The floors of the naves and aisle are covered by square-set red quarry tiles with the pews on pine boards. The chancel has a mosaic floor to the part nearest the crossing, then encaustic tiles in the sanctuary, with the rest including the steps to the altar carpeted. The north chancel transept is carpeted, the south transept has diagonally set black and red quarry tiles.
The roof timbers in the nave are exposed showing trusses alternating between a simpler truss with tie beam and collar, and a more elaborate one augmented by arch braces. The simpler trusses spring from the sole plate over the clerestory, the braced trusses are supported by posts on carved stone corbels on the upper aisle walls. The chancel roof has braced trusses with steel ties.
Generally, the church is enhanced with rich carvings, particularly in the variety of flowers and vegetation shown in the capitals of the columns supporting the double-chamfered arches of the aisle arcade and partitioning the chancel from its south transept. This well-executed figurative detailing is also seen in the corbels supporting the chancel arch, and on a smaller scale, on the corbels that spring other arches and hood moulds, and those for the posts supporting the more elaborate nave roof trusses.
FIXTURES AND FITTINGS, STAINED GLASS AND MEMORIALS: over the door to the west porch at the back of the nave is an elaborate alabaster surround commemorating those of the parish who lost their lives in the First World War. The west window above is also commemorative of the war and is by Hardman and Company, dating to 1920. In the north transept of the nave, in its north wall the stained glass is also by Hardman’s and dates to 1924, where it is accompanied by a tablet on the wall below dedicating itself and the window to Arthur Butler, the first vicar of St Margaret’s, who served over 40 years in that position. The north chancel transept houses the organ of 1900, made by Norman and Beard of Norwich.
There is a brass plaque to the landowner James Kent (d. 1903) on the south pier of the crossing, stating that the mosaic floor, choir stalls and reading desk were donated by a William Ward. Many of the furnishings are by Benjamin Corser, including the alabaster pulpit depicting St Margaret with the dragon at her feet at the north pier of the crossing, and the low, solid carved alabaster screen either side of the steps up from nave to chancel (both 1898 and carved by Bridgeman's of Lichfield).

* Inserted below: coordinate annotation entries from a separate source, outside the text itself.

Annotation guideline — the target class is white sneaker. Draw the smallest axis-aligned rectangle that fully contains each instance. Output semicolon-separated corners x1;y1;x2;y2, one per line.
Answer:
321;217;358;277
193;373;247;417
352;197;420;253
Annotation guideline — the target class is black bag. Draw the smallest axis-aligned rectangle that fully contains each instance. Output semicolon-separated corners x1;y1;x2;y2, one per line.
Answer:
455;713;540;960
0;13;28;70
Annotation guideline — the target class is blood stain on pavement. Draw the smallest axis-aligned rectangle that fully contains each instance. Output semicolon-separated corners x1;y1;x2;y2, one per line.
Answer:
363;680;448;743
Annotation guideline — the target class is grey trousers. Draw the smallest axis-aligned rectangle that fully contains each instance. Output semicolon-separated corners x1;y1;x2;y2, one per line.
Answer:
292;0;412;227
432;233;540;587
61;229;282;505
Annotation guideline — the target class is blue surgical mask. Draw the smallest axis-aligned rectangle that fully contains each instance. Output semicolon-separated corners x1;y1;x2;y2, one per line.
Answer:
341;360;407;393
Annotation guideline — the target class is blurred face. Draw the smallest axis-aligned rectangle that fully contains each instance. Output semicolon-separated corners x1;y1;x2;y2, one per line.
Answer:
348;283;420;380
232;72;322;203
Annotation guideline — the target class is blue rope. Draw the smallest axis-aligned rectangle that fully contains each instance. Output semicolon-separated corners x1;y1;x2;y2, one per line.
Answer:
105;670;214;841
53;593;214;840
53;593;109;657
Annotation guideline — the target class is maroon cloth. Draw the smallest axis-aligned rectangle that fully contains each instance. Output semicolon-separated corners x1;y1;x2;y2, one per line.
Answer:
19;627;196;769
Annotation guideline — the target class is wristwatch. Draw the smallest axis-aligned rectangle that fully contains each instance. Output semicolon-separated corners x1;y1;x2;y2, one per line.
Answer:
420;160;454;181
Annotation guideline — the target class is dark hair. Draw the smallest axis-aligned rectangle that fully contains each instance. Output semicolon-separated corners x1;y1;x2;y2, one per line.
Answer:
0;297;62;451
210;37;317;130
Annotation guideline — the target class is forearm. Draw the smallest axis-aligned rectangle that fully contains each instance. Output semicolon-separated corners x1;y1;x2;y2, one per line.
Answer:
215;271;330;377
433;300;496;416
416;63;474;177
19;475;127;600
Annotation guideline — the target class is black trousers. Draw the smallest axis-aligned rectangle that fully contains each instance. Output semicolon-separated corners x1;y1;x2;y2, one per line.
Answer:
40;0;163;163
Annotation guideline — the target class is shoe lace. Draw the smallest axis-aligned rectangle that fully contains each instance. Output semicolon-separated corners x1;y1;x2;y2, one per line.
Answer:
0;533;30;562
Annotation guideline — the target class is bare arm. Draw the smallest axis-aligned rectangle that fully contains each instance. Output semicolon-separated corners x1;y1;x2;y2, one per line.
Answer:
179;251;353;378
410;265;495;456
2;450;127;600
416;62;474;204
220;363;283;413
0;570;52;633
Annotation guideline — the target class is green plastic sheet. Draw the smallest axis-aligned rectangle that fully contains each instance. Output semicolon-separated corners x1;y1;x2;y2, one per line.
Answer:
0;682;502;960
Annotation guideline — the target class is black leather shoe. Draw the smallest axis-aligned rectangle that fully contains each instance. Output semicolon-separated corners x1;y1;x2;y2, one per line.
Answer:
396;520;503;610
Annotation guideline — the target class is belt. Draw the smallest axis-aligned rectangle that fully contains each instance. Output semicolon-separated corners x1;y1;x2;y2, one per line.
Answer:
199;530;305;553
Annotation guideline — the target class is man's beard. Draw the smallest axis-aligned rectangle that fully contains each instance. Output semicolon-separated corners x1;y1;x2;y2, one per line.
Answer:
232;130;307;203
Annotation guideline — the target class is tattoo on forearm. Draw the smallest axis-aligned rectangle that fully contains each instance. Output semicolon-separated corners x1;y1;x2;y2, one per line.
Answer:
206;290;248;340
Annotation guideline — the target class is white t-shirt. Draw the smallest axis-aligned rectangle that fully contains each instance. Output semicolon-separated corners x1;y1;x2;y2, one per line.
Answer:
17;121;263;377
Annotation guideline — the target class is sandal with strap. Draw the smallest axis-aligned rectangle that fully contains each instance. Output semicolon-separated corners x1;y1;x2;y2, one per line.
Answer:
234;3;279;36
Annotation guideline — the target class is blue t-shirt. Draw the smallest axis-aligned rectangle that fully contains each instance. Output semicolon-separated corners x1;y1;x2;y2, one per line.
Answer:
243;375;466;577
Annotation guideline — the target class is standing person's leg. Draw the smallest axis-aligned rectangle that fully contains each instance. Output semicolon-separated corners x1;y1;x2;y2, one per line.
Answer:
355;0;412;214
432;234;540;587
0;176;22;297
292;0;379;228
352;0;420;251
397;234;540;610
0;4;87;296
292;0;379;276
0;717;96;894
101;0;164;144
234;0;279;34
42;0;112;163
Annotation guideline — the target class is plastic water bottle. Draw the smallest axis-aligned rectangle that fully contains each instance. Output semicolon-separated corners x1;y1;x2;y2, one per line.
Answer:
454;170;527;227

In the chancel, Corser also designed the alabaster front screen to the choir stalls and timber altar rail (both 1904) and the oak lectern (1913). Behind the altar is an alabaster reredos by Corser (1901) with three central ogee-headed niches which house a carved Latin cross flanked by kneeling figures, with ogee arched panels to either side running the width of the chancel. There is a brass plaque in a niche within the alabaster reredos saying that it and the adjoining sedilia are to commemorate a Joan Barker. The south and east chancel windows are by Ward and Hughes of 1895. The north chancel window is from 1886 and by Thomas William Camm (1839-1912). The east window of the southern side chapel is by Hardman’s from 1959. The north aisle windows are by Clayton and Bell from 1911. The font at the west end of the south aisle is alabaster by Corser, carved by Bridgman’s and dates to 1913. Its oak cover is from 1920.
This list entry was subject to a Minor Amendment on 29 November 2024 to amend the name, address and description.